1. A method of producing oligodendrocytes by in vitro differentiation of human multi-potent progenitor cells (MLPCs), the method comprising:

culturing isolated MLPCs on a first surface in a serum-free defined culture medium;

replacing the culture medium with serum-free culture medium supplemented with bFGF, EGF and PDGF-AA for approximately 24 hours;

establishing a 3D environment by covering the culture with a second surface opposite and spaced apart from the first surface, so as to contain the MLPCs therebetween;

changing the cultured MLPCs into the supplemented serum-free culture medium further supplemented with differentiation factors norepinephrine, forskolin, and K252a; and

continuing to culture until a majority of the MLPCs have differentiated into oligodendrocytes.

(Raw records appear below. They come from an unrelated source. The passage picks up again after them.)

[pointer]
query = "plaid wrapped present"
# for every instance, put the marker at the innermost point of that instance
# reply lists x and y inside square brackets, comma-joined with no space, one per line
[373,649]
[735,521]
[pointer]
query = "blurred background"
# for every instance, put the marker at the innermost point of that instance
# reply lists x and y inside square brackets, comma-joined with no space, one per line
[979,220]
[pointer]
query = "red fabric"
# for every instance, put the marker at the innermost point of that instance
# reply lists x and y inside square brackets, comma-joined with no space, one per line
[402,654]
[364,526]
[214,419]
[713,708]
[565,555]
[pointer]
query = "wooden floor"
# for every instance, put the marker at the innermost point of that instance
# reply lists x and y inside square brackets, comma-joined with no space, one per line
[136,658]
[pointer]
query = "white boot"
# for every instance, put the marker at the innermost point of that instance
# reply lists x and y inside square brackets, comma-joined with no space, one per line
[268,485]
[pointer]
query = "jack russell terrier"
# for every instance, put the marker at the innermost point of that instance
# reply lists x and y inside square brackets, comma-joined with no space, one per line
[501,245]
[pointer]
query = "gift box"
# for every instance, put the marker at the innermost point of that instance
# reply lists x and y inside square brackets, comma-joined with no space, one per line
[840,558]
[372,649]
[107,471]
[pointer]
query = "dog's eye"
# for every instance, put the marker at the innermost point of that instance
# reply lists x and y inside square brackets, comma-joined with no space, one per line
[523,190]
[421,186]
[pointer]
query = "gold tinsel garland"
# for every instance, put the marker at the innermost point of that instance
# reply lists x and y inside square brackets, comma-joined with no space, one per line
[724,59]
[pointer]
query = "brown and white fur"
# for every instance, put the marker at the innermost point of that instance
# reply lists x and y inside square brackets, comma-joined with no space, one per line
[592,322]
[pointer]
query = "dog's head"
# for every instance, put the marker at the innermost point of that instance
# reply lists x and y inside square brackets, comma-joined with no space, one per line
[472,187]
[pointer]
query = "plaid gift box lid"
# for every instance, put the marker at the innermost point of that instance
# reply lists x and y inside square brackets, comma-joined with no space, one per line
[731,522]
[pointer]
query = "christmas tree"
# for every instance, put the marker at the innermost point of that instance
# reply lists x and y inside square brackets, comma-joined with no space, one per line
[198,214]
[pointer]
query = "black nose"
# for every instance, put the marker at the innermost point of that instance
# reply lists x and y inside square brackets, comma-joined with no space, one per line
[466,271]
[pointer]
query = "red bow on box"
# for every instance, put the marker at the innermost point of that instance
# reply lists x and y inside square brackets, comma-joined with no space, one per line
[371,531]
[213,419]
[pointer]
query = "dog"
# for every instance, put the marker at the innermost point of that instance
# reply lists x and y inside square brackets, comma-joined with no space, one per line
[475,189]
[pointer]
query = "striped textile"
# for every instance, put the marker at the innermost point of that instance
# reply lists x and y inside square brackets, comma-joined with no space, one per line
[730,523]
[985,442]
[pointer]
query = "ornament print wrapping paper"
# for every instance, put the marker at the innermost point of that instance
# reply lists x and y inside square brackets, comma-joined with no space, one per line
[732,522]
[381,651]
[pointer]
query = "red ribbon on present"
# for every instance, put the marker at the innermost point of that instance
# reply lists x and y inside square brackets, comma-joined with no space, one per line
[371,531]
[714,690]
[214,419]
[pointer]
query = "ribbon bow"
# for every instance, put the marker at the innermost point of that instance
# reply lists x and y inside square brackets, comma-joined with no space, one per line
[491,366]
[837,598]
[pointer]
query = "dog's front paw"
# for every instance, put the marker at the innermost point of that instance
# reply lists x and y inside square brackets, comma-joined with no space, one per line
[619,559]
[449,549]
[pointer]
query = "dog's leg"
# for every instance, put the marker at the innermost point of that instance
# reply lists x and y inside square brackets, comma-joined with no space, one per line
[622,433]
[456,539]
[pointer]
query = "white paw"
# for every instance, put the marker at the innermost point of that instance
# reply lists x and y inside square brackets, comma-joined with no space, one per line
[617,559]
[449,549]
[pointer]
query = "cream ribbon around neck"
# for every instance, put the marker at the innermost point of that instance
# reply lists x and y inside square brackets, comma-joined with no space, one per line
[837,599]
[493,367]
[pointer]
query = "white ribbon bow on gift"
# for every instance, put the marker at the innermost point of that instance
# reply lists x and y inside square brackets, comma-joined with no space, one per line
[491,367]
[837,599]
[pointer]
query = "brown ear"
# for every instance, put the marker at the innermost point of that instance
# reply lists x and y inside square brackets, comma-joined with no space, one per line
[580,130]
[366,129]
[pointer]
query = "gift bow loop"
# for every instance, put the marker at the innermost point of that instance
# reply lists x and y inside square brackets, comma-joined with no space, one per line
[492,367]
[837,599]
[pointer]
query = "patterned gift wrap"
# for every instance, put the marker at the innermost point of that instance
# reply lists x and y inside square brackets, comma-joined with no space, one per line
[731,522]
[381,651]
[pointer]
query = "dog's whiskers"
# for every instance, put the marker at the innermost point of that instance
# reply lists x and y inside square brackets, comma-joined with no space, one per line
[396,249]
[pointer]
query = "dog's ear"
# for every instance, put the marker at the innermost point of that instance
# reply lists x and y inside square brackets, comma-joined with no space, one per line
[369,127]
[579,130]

2. The method of claim 1, wherein said first surface comprises a pre-treated sterile surface.

3. The method of claim 1, wherein said surface comprises a DETA-coated glass surface.

4. The method of claim 1, wherein culturing is continued until the MLPCs reach approximately 60% confluence.

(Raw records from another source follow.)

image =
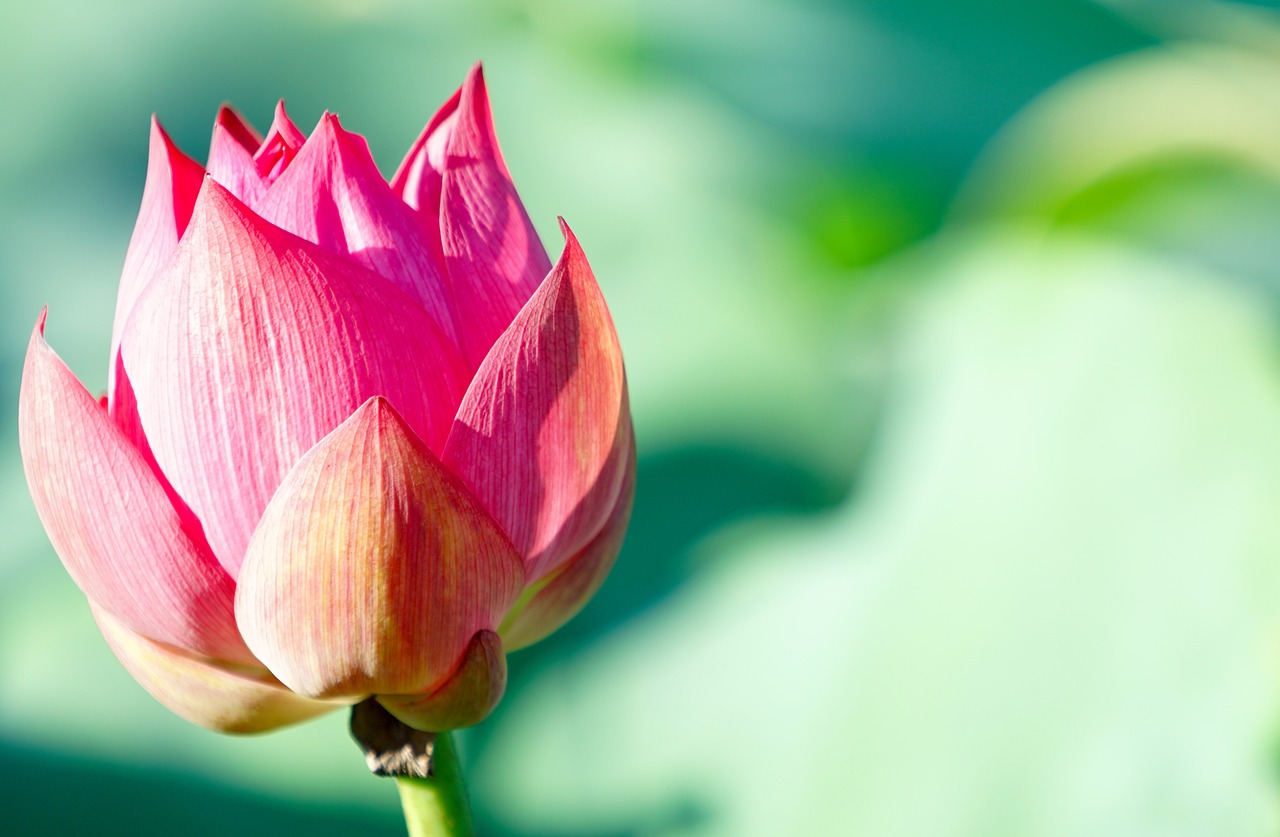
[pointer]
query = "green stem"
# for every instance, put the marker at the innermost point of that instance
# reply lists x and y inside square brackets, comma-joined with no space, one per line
[437,806]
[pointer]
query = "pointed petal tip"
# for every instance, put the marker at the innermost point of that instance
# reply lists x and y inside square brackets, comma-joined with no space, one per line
[233,123]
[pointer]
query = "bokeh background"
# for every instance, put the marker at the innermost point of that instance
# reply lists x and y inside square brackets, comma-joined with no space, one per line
[951,328]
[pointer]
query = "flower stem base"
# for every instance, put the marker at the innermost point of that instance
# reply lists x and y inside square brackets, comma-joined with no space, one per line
[425,768]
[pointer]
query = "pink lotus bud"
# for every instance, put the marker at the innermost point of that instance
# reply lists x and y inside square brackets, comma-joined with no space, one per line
[360,439]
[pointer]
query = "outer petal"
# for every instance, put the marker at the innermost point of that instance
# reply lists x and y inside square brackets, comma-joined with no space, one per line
[544,433]
[168,197]
[231,156]
[334,196]
[257,344]
[110,521]
[222,698]
[373,566]
[553,602]
[466,698]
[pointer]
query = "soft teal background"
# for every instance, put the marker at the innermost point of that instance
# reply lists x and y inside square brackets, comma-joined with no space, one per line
[952,341]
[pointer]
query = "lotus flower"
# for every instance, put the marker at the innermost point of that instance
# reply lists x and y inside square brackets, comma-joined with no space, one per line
[361,438]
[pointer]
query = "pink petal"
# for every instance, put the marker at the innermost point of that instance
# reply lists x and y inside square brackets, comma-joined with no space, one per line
[220,698]
[492,251]
[254,347]
[420,177]
[466,698]
[373,566]
[109,520]
[168,197]
[231,156]
[334,196]
[547,605]
[544,431]
[282,145]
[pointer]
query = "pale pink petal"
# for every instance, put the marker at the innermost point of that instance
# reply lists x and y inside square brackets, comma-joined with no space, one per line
[255,346]
[220,698]
[556,599]
[231,156]
[544,431]
[466,698]
[109,520]
[373,566]
[420,175]
[168,197]
[492,251]
[282,145]
[334,196]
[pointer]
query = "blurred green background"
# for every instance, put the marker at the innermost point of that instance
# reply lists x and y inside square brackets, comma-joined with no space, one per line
[951,330]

5. The method of claim 1, wherein establishing the 3D environment is concurrent with the replacing step.

6. Isolated oligodendrocytes produced according to the method of claim 1.

7. A method of treatment for a subject afflicted by a disease characterized by central or peripheral nervous system deficit, the method comprising transplanting into the subject oligodendrocytes produced according to the method of claim 1.

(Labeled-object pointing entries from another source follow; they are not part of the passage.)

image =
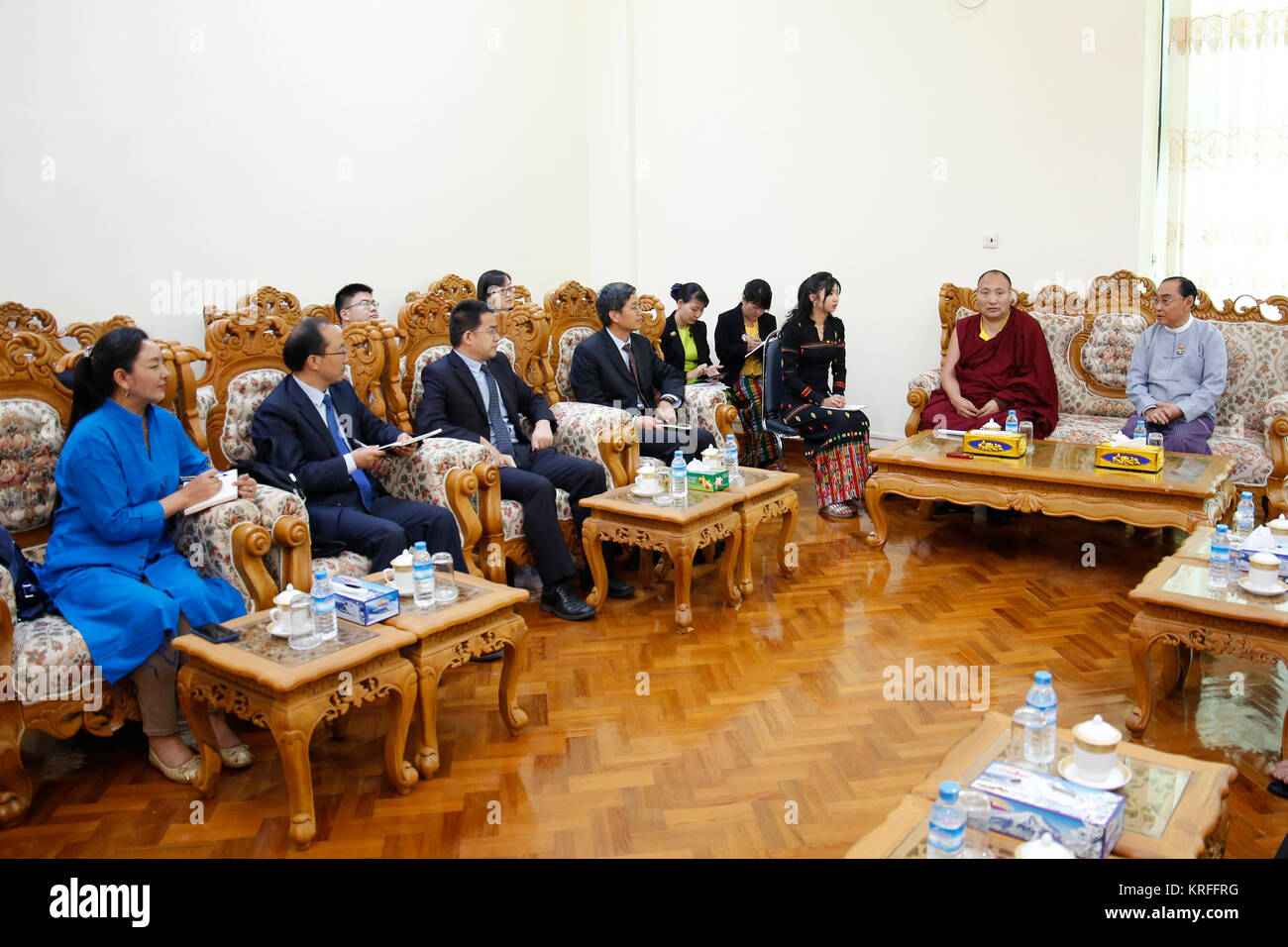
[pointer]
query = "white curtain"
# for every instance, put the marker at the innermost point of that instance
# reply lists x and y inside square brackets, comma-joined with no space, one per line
[1224,163]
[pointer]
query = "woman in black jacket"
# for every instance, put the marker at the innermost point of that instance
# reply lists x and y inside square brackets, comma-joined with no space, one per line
[836,441]
[738,331]
[684,339]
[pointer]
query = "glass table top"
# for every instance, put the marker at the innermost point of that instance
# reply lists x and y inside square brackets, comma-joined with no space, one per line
[1153,793]
[1057,455]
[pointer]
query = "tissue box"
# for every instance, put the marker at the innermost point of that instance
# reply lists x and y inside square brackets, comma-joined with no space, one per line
[995,444]
[1087,822]
[362,602]
[1136,457]
[708,480]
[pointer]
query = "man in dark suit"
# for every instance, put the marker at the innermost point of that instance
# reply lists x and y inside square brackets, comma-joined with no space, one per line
[475,394]
[313,425]
[618,368]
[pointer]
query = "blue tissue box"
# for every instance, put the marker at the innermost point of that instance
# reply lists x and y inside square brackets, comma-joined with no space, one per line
[1087,822]
[362,602]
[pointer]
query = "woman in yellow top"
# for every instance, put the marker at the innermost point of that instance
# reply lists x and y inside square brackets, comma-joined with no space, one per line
[684,339]
[738,335]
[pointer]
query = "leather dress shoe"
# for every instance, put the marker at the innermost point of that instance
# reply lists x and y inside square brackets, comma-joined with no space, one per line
[616,586]
[561,602]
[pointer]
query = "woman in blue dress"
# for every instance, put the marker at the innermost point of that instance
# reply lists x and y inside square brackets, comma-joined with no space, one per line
[111,567]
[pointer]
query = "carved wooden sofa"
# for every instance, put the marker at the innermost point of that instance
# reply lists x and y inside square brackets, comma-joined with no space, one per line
[244,364]
[47,674]
[574,318]
[1091,341]
[583,431]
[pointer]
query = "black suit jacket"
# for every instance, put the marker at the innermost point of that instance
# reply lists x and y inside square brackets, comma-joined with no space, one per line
[452,399]
[599,373]
[673,348]
[290,436]
[730,350]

8. The method of claim 7, wherein the deficit comprises demyelination.

9. A method of producing oligodendrocytes in vitro, the method comprising:

culturing human MLPCs within a three-dimensional environment in a defined serum-free growth medium having N2, forksolin, heparin, K252a, FGF-2, EGF, PDGF-AA and norepinephrine.

10. The method of claim 9, wherein the three-dimensional environment is contained between opposing and spaced apart DETA monolayers.

11. The method of claim 10, wherein the DETA monolayers are supported on glass surfaces.

12. The method of claim 9, wherein the defined serum-free medium is replaced about every other day.

13. The method of claim 9, wherein the norepinephrine is replenished daily.

14. The method of claim 9, wherein culturing continues until a majority of the MLPCs have differentiated into oligodendrocytes.

15. The method of claim 14, wherein the oligodendrocytes exhibit one or more surface antigens indicative of maturation.

16. A method of treatment for a subject afflicted by a disease characterized by central or peripheral nervous system deficit, the method comprising transplanting into the subject oligodendrocytes produced according to the method of claim 9.

17. The method of claim 16, wherein the deficit comprises demyelination.

18. A method of producing oligodendrocytes in vitro, the method comprising:

culturing human MLPCs within a three-dimensional environment in a defined serum-free growth medium and sufficiently stimulating adrenergic pathways in the MLPCs so as to induce their differentiation into oligodendrocytes.